The aim of this project was to develop the next generation of compressive and computational sensing and processing techniques.
The ability to identify and exploit good signal representations is pivotal in many signal and data processing tasks. During the last decade sparse representations have provided stunning performance gains for applications such as: imaging coding, computer vision, super-resolution microscopy and most recently in MRI, achieving many-fold acceleration through compressed sensing (CS). However, iterative reconstruction techniques are often not adopted in commercial imaging/sensing systems as they typically incur at least an order of magnitude more computation than traditional techniques.
Today imaging and sensing are becoming increasingly important as a core enabler for our data centric society, whether this be for informing advanced technology such as self driving cars, or improved characterization and diagnosis in medicine, or even for fundamental data driven scientific discovery.
There is therefore a need for a new framework for generalized computationally accelerated sensing and processing techniques capable of dealing with the increasingly complex sensing challenges through science and technology. This project aims to enable us to tackle a new generation of data-driven, physics-aware and task-orientated sensing systems in application domains such as advanced radar, CT and MR imaging and emerging sensing modalities such as time-of-flight cameras.
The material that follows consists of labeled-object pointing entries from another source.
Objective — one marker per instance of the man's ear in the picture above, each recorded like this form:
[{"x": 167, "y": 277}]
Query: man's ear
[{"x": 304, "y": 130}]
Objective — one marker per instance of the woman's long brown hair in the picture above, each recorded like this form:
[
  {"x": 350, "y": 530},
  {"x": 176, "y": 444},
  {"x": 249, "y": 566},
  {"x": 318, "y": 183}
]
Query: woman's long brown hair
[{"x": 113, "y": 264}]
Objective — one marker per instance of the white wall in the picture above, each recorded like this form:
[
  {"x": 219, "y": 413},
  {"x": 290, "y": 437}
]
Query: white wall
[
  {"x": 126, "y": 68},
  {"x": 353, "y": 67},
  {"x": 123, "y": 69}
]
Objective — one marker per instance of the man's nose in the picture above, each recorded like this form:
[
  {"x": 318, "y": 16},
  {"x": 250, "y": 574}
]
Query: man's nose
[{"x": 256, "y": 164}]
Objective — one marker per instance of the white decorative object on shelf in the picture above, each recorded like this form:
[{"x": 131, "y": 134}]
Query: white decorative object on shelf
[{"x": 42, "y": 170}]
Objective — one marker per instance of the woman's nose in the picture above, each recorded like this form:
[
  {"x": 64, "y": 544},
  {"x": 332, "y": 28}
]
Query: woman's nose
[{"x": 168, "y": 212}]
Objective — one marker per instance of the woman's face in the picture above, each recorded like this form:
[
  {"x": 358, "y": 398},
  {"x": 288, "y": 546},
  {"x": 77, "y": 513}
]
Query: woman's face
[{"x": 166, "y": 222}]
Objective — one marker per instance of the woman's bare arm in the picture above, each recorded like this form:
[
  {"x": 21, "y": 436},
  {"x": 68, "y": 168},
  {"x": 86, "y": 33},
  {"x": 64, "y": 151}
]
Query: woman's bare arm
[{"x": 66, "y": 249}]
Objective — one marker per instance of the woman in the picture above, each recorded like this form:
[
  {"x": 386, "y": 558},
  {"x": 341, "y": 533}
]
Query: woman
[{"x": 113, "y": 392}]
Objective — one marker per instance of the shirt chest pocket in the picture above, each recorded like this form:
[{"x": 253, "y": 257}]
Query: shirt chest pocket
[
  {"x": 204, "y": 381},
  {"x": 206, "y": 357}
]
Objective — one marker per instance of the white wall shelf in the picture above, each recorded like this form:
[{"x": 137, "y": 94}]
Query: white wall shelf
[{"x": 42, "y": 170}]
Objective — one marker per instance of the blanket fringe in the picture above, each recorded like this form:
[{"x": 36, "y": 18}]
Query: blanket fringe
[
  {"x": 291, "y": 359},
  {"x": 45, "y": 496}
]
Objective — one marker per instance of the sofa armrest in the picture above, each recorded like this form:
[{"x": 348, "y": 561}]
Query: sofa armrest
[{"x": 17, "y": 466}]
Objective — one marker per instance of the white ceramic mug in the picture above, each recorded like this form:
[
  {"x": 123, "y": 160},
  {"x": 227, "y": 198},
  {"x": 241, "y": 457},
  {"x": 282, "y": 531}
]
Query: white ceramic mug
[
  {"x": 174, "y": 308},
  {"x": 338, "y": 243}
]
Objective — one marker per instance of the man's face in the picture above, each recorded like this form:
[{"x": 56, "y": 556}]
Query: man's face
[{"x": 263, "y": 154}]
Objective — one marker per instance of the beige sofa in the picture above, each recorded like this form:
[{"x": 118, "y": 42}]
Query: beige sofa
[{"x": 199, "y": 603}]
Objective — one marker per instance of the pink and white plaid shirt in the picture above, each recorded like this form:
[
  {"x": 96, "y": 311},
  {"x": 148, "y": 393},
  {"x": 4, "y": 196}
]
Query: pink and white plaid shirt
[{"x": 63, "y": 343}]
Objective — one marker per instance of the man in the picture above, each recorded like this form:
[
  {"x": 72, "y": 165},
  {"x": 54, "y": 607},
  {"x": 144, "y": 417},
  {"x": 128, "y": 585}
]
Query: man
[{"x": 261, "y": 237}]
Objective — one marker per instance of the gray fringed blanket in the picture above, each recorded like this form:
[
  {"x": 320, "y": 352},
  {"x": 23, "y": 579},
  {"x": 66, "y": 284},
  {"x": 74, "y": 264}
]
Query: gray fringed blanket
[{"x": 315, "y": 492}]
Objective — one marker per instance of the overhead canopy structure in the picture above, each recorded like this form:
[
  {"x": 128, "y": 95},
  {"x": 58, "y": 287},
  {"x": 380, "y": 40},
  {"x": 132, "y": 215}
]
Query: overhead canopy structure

The overall objectives of the project were to set out a fundamental theoretical framework, develop and analyse new algorithms, signal models and data processing tools, accommodating everything from physical laws to data-driven models and neural networks, exploiting underlying low dimensional structure to reduce computation and sensing costs, as well as enhance performance.
To this end we have made substantial advances to generalize compressed sensing theory to infinite dimensional systems and data driven signal models. We have advanced the field in performance and understanding of compressive algorithms for machine learning and imaging, developing a range of algorithms that significantly reduce computation and data storage.
Most significantly we have developed new theoretical and algorithmic frameworks for learning to image without ground truth data - something that we believe offers the breakthrough capability of true data-driven knowledge discovery in sensing and imaging.